I must admit that the big draw was the chance to see Nicola Benedetti live, after seeing her do the last night of the Proms a couple of years ago on the TV.  If I were to compile my Desert Island Discs top eight I’m afraid that neither Mozart nor Beethoven would make it into the final selection, even if I were to limit myself to classical.  I know they are the two titans of western classical music, but there you go.  My affections leapfrog from Bach and Haydn to Schubert.  I keep hoping that if I persist in listening to Beethoven I will learn to love him, and there are moments when I think I’m getting there, but on the whole he still inspires my respect rather than unreserved adoration.
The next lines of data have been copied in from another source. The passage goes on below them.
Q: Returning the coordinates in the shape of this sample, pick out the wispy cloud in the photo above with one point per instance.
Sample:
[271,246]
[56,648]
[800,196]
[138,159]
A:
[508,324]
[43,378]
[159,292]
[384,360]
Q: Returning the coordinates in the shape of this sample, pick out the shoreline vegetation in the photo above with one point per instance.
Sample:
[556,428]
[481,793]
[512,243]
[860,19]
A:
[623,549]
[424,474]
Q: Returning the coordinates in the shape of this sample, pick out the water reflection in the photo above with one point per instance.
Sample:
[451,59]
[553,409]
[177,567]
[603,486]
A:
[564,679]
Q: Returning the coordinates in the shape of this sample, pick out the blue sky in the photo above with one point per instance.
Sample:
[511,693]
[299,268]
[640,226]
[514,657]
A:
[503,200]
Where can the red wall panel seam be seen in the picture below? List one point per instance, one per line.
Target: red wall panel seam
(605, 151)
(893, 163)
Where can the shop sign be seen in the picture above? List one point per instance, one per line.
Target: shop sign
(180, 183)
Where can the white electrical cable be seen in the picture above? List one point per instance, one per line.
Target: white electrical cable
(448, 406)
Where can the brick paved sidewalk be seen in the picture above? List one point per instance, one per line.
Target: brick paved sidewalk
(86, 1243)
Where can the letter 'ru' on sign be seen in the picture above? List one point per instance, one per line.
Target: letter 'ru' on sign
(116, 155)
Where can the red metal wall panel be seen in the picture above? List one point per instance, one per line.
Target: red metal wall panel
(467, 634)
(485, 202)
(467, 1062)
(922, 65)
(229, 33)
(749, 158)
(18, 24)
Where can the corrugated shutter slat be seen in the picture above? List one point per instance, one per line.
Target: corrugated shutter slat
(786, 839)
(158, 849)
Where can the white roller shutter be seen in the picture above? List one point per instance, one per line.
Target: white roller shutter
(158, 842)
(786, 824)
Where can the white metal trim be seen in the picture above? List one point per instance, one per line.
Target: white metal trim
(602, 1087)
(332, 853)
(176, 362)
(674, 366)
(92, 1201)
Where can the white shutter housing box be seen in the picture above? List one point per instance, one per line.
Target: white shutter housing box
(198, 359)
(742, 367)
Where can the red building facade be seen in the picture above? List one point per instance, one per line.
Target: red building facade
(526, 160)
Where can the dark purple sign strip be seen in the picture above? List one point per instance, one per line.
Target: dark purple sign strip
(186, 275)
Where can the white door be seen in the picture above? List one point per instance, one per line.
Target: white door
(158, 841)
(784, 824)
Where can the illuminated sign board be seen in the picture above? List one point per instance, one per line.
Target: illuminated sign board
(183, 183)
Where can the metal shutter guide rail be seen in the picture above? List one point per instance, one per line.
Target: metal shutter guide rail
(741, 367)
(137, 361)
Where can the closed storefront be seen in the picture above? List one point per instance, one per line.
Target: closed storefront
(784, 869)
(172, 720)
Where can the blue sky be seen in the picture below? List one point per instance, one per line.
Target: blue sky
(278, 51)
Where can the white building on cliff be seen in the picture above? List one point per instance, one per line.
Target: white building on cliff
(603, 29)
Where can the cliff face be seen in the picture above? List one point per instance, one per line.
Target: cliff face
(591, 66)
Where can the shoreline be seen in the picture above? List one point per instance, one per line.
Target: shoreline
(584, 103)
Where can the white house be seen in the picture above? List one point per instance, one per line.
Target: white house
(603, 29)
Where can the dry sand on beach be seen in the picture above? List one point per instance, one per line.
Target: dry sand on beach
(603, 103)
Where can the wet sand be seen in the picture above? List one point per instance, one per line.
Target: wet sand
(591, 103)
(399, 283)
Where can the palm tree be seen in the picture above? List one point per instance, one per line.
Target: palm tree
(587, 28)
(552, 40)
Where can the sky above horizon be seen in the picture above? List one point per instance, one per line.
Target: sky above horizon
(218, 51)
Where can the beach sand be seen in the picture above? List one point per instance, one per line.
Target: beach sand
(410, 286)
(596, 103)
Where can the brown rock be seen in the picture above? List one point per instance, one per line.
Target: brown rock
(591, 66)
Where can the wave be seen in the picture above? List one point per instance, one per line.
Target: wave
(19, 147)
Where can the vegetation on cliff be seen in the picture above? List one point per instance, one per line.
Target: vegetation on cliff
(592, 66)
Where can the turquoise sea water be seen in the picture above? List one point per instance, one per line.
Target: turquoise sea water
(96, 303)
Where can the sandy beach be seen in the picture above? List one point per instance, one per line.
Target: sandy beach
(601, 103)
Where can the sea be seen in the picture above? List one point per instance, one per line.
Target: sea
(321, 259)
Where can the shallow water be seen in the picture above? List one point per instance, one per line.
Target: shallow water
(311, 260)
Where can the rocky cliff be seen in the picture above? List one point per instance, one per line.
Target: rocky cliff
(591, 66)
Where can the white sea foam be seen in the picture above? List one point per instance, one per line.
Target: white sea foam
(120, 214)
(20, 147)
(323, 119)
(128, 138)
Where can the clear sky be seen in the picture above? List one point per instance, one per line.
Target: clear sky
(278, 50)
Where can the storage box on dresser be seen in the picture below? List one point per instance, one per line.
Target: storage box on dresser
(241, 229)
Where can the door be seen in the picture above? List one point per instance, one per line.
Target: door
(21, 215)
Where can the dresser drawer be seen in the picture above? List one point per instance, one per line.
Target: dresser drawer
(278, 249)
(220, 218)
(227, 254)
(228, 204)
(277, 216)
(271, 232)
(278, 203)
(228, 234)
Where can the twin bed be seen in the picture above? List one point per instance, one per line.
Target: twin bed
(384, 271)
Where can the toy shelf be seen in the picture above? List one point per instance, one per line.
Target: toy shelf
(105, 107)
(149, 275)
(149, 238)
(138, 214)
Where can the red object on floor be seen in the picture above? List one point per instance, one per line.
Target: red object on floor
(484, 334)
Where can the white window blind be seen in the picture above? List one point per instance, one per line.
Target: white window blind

It was a very good concert, though, and if anybody could make me love Beethoven’s ‘Kreutzer’ sonata it would be Nicola Benedetti.  It will be broadcast on Friday 9th July, and if the sound engineers don’t manage to clean the two outbreaks of coughing off the final edit, it wasn’t me you can hear.

Then I went to the British Museum’s exhibition on the body in Greek art, which finishes in early July.  Despite that it was not packed.  It has been on for some time, so maybe most people who really wanted to see it already have, or maybe classical sculpture doesn’t have the pulling power of Chinese terracotta warriors or the grisly relicts of Pompei.  Quite a few of the exhibits are Roman copies of Greek originals, but I decided not to worry about that and just go with the broad aesthetic flow.

How much is what we like determined by what we’re used to?  I like the Parthenon marbles, and quite often pop by to look at them anyway when I’m in the museum (you could say it was a swizz including some of them in a paying exhibition when they’re free to view the rest of the time), and by extension I liked the other plain marble sculptures, more than the recreated painted examples, even though originally many of them would have been painted.

I tend to feel that once I’ve seen six brown and black terracotta vases I’ve seen them all, though it would have helped if the curators had used slightly shorter plinths.  At five foot four I had to stand on tiptoe to see the pattern at the top where the vases curved in, and I was by no means the shortest visitor.  And the storylines of some of the vases come as a shock, when you have a broad view of ancient Greece as being the cradle of democracy and western civilisation.  The labours of Hercules are all very well, but King Priam being clubbed to death on an altar using the body of his grandson?

My only real criticism is that the air conditioning was too fierce.  I don’t know if the space had to be like that to preserve the artefacts, though the rest of the museum isn’t, or if it was just that the British Museum has got brand new air conditioning in their swanky new exhibition space and thought they might as well use it on a (fairly) hot day, but after an hour and a half I began to feel quite uncomfortable, and decided to call it a day.  I never have liked air conditioning very much.